Dia menjelaskan bahwa pada hari-hari terkahir hingga alm. Yohanes meninggal dunia, dari pagi hari sudah menunjukan perburukan, Karitas sudah melakukan penanganan secara prosedur, ada dokter penyakit dalam, sebelum meninggal dunia sudah mendapatkan pelayanan dari dokter umum dan perawat.
Karena pasien ini pasien usia lanjut dan pasien dengan komorbid, maka dokter penyakit dalam memberikan sedikit kelonggaran agar ada 1 orang dari keluarga yakni anaknya yang bernama Selviana untuk mendampingi bapak Yohanes.
Alasannya beberapa pasien usia lanjut yang dirawat sebelumnya mengalami stress, sehingga disarankan ada 1 orang dari keluarga yang mendampingi.
“Saudari Selviana selama mendampingi menggunakan APD sesuai standar yang ada di RS sama dengan petugas yang merawat bapak Yohanes,” katanya.
Dirinya menambahkan, jika melihat dalam foto-foto yang dipublikasikan oleh keluarga tidak patuh dalam menggunakan APD, memang keluarga mengajukan keberatan menggunakan APD karena panas.
Beberapa kali keluarga membuka masker, mau melepas APD, tetapi perawat selalu mengingatkan dan meminta yang bersangkutan untuk tetap menggunakan APD.
“Dalam perawatan jenazah, perawat kami yang melakukan pemulasaran jenazah, memandikan, memasukan di kantong jenazah sampai dengan memasukan dalam peti jenazah.
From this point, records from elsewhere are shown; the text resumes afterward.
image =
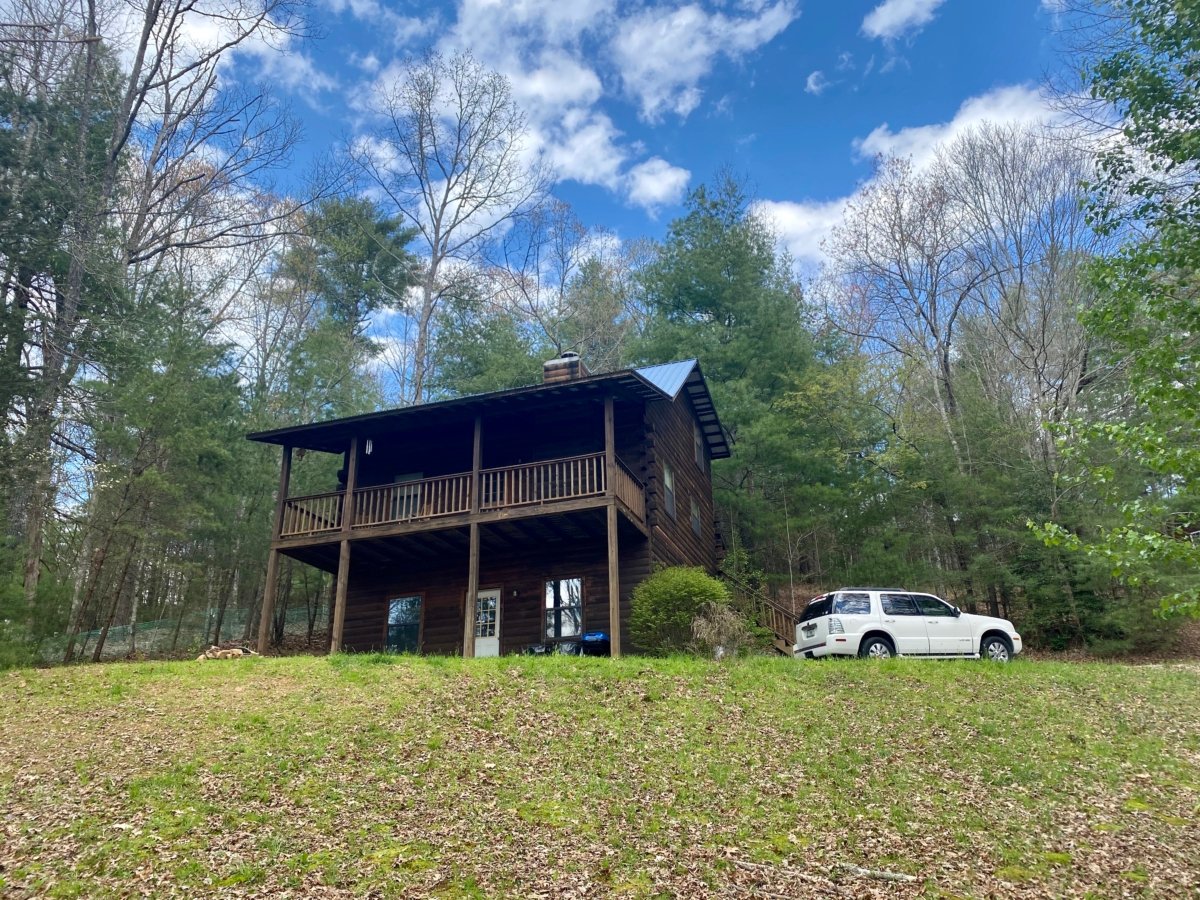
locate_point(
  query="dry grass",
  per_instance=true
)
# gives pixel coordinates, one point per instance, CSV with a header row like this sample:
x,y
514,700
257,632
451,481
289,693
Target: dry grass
x,y
563,777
Memang ada 1 orang dari pihak keluarga yang diperbolehkan menunggu saat pemulasaran jenazah tetapi dengan menggunakan APD,” ujarnya.
“Karena posisi malam itu kami merawat 4 pasien Covid-19 dengan gejala berat, sedangkan jumlah perawat yang terbatas, sehingga pada saat memandkan jenazah, petugas sempat minta bantuan pada keluarga untuk membantu membalikan tubuh bapak Yohanes,” tambahnya lagi.
Iapun membantah bahwa pelayanan yang diberikan oleh RS Karitas tidak memenuhi SOP dari Kemenkes, dirinya mengakui bahwa kendala yang dihadapi oleh pihak Karitas adalah kurangnya tenaga perawat untuk merawat pasien khususnya yang terpapar Covid-19.